The firestorm over Abu Ghraib subsided. Courts-martial were held, and no one higher than a sergeant was convicted. All the rest, the officers who knew what was happening at the prison and said nothing, or the higher-ups in the field and in Washington who suggested indifference, were not touched. In fact, the Bush administration’s position on torture was much like the military’s on gays — don’t ask, don’t tell.

The Ultimate Casualty by Richard Cohen, The Washington Post.

In the news this week

Abu Ghraib’s femmes fatales

Stern interviews Lynndie England, who is sorry the pictures were made public but claims was just following orders (via IHT).

To be honest, the whole time I never really felt guilty because I was following orders and I was doing what I was supposed to do. So I’ve never felt guilty about doing anything that I did there.

Sabrina HarmanMeanwhile, the New Yorker takes an in-depth sympathetic look at Specialist Sabrina Harman in Exposure: The woman behind the camera at Abu Ghraib, by Philip Gourevitch and Errol Morris. March 24.
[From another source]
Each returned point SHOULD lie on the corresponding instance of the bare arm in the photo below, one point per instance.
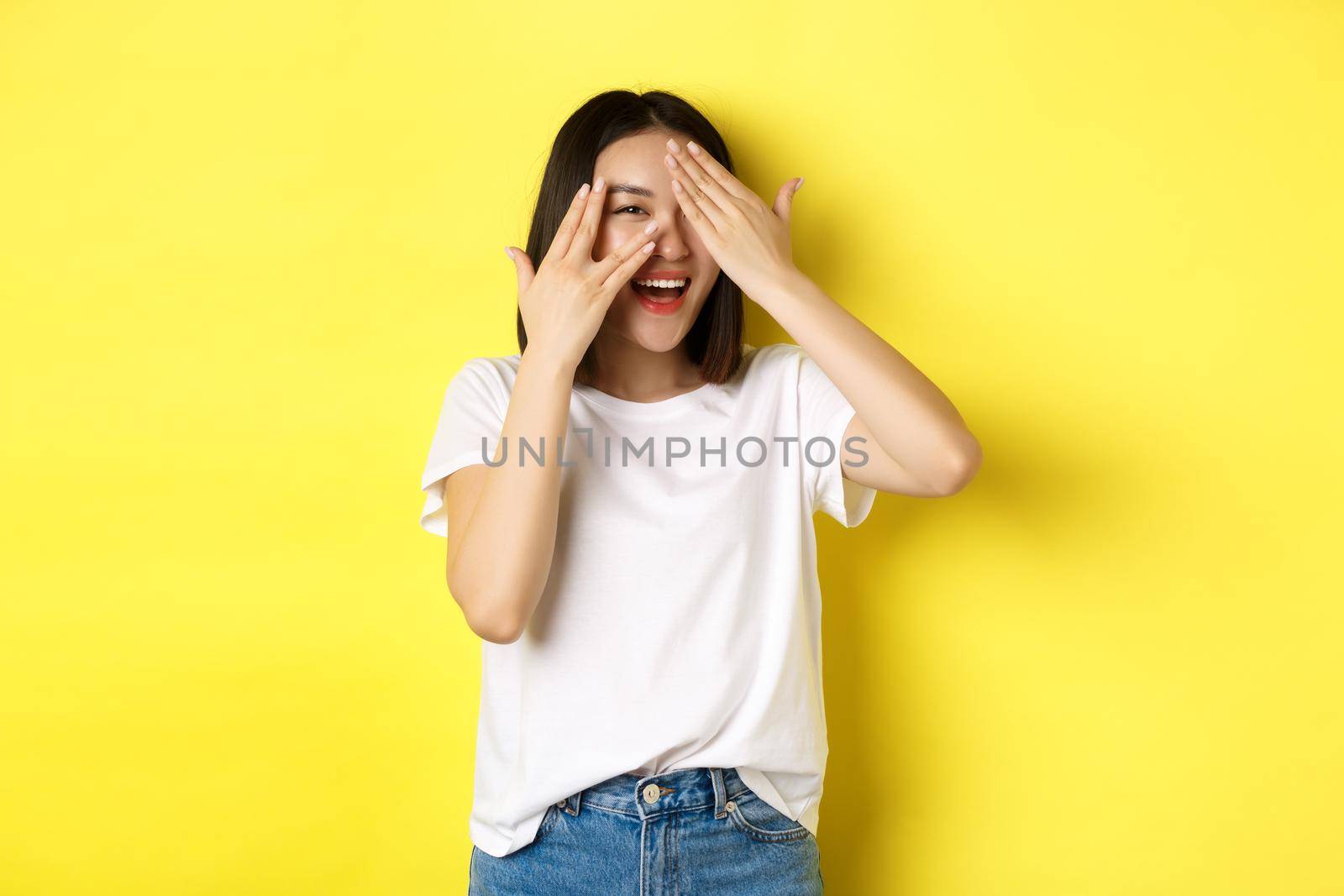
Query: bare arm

She faulted herself for not being a more enthusiastic soldier when prisoners on Tier 1A were being given the business. When she was asked how other M.P.s could go at it without apparent inhibition, all she could say was “They’re more patriotic.”

Septicisle, in his blog Obsolete, compares these two articles, and notes “Everyone, regardless of the pressures upon them on that time, is capable of making a choice.”

Detainee trials

The Supreme Court is scheduled to hear arguments tomorrow (March 25) for two U.S. citizens now being detained in Iraq — Munaf v. Geren (06-1666) and Geren v. Omar (07-394). ScotusWiki provides an excellent summary of the cases. The question is whether federal courts have jurisdiction to consider a habeas petition of a U.S. citizen detained by U.S.-led coalition forces in Iraq pending a transfer to Iraqi authorities following a conviction in an Iraqi criminal court. The two men are Sunni Muslims, and both fear torture if they are transferred to Iraqi officials.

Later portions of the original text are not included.